These past months, Estonian media has been prolific about US presidential elections while almost forgetting we will elect our own this very year as the second term of Toomas Hendrik Ilves expires on October 11th.

While in the USA initial politicians set themselves up as early as late 2014, Estonia is within four months of elections without clarity about who’s running. Basically, all we had till today were speculations and the ones speculated about have preferred to keep mum. Now, Siim Kallas chose to be the first to break the silence.

At 67, Siim Kallas is a bona fide old timer in Estonian context, in politics ever since end of 1980ies. A prime minister in 2002–2003, he was a highest ranking Estonian in EU bureaucracy as vice president of the commission in 2004–2014.

A post he never held yet is being President of Estonia.
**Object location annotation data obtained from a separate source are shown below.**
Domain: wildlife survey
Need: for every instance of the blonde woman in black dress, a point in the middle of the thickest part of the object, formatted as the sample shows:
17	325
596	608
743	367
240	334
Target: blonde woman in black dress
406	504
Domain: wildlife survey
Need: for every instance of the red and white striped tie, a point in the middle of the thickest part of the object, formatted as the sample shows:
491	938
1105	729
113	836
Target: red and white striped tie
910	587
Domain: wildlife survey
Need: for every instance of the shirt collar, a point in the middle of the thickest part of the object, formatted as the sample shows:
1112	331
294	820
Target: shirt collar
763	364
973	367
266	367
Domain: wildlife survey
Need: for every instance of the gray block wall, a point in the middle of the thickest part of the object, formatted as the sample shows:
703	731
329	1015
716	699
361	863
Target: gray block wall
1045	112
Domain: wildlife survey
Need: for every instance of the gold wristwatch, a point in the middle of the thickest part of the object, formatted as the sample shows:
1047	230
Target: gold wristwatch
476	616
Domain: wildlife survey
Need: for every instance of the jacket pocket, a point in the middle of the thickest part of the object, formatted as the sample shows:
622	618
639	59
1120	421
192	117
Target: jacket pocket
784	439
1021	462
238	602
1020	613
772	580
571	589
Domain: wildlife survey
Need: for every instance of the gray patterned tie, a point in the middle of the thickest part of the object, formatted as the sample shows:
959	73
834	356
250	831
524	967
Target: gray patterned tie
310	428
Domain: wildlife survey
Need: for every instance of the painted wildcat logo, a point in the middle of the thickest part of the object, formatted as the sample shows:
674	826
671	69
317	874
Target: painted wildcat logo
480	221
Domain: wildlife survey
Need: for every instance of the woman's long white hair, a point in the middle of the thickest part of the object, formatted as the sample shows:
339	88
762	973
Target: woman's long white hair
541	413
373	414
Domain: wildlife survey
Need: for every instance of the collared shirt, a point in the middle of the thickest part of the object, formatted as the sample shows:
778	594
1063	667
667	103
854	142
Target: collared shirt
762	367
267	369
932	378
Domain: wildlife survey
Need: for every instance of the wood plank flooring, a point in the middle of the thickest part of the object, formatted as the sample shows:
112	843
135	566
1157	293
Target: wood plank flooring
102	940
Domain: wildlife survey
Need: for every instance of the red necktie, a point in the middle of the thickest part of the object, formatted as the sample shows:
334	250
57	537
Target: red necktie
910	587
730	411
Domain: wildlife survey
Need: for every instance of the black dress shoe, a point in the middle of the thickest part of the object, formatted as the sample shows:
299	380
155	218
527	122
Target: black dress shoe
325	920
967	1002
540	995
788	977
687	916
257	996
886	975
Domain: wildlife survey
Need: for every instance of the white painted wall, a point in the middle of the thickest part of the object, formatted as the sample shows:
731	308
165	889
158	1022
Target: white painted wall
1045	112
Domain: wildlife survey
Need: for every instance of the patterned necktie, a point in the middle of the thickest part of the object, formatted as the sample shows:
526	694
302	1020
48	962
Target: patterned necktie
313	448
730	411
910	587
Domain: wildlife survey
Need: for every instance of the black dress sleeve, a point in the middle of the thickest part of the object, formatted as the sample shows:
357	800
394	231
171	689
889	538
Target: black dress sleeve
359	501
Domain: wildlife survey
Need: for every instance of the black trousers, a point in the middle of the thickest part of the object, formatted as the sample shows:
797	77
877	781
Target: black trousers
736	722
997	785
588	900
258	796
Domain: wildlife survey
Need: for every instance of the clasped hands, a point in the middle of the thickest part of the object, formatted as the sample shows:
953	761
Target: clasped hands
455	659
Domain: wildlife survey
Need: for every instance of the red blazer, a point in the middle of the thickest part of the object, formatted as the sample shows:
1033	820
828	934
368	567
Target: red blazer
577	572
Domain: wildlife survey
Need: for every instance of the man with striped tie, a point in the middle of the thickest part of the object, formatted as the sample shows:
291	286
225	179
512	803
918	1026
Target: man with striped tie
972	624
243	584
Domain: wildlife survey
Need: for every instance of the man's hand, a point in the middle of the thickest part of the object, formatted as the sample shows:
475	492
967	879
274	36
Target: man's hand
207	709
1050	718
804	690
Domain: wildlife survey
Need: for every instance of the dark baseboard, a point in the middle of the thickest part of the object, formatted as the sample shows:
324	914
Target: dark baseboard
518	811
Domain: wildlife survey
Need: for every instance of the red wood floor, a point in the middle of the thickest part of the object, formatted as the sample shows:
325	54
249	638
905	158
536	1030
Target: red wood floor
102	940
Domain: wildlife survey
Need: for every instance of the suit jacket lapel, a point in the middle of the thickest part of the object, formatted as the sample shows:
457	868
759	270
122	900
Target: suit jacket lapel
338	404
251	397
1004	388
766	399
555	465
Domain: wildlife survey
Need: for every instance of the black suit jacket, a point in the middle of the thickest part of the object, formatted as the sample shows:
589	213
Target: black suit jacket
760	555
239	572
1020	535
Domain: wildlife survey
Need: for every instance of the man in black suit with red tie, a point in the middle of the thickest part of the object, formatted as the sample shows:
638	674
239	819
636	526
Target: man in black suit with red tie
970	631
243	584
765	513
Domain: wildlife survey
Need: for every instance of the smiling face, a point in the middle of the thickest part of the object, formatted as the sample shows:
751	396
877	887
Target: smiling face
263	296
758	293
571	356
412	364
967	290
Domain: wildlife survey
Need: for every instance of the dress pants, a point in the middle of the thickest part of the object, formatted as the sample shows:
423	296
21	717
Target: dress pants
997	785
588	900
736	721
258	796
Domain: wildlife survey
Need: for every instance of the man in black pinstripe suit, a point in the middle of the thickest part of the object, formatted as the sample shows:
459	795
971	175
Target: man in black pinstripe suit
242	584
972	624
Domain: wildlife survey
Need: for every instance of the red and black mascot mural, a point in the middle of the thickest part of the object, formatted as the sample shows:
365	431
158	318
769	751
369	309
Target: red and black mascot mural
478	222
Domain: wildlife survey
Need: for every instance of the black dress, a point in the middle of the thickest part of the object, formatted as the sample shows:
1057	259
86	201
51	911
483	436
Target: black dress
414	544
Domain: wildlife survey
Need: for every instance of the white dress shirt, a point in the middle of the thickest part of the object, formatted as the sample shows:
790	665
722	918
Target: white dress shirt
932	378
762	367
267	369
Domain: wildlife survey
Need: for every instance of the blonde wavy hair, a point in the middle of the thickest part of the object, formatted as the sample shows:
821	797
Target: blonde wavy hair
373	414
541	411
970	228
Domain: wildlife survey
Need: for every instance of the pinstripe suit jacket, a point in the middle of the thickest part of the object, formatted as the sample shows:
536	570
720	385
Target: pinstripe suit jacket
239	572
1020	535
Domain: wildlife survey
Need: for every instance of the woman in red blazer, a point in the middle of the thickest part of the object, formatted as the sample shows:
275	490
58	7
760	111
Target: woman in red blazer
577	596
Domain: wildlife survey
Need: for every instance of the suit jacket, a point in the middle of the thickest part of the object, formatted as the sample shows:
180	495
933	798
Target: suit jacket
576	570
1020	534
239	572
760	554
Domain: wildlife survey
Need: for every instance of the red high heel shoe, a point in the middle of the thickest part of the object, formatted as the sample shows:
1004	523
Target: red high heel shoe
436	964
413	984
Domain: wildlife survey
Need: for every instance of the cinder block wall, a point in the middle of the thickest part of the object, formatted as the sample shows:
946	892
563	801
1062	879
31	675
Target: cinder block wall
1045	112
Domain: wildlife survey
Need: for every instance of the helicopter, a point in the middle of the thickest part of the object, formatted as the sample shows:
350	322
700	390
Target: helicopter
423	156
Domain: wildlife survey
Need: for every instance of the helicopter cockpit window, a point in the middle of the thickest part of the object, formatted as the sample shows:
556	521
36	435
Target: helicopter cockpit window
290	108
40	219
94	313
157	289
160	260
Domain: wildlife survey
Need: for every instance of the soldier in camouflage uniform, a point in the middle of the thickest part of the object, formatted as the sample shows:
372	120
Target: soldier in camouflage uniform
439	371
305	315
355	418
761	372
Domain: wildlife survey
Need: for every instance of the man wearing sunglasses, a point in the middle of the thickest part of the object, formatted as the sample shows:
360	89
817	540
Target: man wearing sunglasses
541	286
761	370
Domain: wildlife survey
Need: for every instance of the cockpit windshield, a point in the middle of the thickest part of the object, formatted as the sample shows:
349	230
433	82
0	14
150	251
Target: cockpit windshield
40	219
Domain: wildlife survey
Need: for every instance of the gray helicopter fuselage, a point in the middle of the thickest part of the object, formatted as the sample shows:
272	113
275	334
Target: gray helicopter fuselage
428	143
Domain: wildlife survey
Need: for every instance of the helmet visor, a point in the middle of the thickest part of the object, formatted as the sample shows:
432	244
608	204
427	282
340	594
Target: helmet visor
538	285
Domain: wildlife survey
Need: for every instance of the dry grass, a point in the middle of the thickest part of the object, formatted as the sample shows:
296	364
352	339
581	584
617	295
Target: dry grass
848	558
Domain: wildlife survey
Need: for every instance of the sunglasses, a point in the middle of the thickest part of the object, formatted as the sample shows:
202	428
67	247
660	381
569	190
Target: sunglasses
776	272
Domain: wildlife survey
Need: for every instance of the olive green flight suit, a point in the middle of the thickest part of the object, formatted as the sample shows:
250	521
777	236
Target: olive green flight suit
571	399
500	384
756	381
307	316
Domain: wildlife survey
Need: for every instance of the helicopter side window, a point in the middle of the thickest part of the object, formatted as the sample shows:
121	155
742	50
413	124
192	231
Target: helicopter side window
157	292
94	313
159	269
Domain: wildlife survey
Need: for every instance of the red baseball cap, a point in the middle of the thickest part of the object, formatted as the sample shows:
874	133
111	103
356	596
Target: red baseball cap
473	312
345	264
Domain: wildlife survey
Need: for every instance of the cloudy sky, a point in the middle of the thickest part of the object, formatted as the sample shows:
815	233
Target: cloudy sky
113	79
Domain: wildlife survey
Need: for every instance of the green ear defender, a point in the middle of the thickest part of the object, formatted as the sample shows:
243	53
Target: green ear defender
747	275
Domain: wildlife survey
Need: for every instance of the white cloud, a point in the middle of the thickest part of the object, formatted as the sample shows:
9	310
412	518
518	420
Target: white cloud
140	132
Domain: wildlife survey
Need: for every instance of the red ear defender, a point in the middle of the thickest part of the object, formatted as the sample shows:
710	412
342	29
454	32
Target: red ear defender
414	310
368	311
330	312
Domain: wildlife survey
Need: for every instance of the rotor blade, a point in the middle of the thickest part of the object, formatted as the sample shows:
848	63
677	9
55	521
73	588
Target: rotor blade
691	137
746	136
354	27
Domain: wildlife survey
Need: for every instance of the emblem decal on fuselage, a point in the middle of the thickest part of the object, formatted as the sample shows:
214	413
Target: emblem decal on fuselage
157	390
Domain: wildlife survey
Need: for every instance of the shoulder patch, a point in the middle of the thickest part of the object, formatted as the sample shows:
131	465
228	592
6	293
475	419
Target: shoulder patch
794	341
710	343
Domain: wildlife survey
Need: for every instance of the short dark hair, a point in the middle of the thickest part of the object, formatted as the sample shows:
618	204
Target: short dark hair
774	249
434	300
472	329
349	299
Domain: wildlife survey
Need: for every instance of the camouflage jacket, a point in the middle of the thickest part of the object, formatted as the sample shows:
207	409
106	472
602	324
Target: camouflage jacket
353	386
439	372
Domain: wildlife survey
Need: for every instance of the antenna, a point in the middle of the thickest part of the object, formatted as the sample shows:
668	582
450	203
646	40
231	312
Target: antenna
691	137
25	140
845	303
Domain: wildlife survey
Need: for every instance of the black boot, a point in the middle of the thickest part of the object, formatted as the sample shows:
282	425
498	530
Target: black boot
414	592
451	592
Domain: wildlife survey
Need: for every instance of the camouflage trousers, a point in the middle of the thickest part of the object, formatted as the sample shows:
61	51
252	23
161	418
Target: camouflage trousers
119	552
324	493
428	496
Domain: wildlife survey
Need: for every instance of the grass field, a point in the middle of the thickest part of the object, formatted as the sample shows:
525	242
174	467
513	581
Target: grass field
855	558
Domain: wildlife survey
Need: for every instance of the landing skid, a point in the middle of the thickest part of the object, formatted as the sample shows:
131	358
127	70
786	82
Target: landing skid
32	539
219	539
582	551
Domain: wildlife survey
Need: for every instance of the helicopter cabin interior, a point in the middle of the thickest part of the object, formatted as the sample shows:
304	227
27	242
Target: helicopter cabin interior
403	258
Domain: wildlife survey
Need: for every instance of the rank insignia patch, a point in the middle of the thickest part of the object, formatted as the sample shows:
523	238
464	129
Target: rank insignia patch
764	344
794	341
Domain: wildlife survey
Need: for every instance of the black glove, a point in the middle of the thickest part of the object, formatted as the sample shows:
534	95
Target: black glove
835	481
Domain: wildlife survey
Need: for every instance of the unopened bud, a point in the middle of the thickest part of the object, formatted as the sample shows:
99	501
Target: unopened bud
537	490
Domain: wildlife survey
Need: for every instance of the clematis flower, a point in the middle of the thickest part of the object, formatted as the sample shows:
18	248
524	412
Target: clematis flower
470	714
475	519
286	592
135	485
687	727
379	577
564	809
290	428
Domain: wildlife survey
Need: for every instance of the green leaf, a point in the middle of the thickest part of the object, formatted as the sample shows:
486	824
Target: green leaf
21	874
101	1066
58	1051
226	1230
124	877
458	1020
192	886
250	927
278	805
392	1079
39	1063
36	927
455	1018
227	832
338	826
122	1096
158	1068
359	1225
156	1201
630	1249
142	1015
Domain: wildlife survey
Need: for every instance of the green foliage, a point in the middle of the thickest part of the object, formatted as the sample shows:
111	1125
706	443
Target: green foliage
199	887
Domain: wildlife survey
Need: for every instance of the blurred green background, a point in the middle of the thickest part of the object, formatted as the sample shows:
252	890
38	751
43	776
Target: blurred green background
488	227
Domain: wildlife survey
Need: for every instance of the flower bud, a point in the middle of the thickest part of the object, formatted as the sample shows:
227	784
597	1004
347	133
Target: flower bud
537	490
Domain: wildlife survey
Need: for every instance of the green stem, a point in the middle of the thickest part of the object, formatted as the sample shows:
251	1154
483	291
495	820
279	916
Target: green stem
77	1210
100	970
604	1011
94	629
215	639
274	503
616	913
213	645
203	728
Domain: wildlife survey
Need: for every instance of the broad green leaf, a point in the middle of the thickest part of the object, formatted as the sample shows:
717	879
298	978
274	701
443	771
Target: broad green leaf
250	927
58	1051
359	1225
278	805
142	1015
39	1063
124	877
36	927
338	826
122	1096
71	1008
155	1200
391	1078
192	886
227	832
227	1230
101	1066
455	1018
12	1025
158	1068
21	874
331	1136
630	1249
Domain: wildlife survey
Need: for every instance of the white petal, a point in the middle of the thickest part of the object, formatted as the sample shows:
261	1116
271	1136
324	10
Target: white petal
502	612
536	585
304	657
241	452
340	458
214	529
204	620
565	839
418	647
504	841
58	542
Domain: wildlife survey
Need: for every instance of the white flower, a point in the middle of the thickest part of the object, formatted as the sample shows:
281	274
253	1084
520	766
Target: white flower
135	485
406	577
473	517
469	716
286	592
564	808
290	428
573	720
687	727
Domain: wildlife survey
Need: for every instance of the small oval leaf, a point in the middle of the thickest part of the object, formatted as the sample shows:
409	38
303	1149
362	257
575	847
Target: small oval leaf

Now, having announced his candidacy, the chances are not small and by the very decision he shows his own confidence.

Doubtless, he could manage the job but beholding the ceremonial nature of the institution in Estonia the job is perhaps not for him, in view of his abilities. As opined by several figures in Estonian elite, he’d be better as a prime minister – especially so with Estonia assuming the rotating EU presidency in 2018.

Perhaps, the very institution of the President should undergo broader discussions as the elections draw nigh, including if the head of state ought to be elected by the people of the Riigikogu.

At one end of the spectrum there is the presidential model like in the USA, with parliamentarian countries like Estonia and Germany at the other end where the President as institution is extremely weak. Currently in EU the German model dominates with chancellor i.e. prime minister carrying the leading role and vital issues solved on government head level.

Just one reason why in eyes of Estonian political powers the powerless Presidential institution is se devalued that four months before elections none even hastens to present a candidate.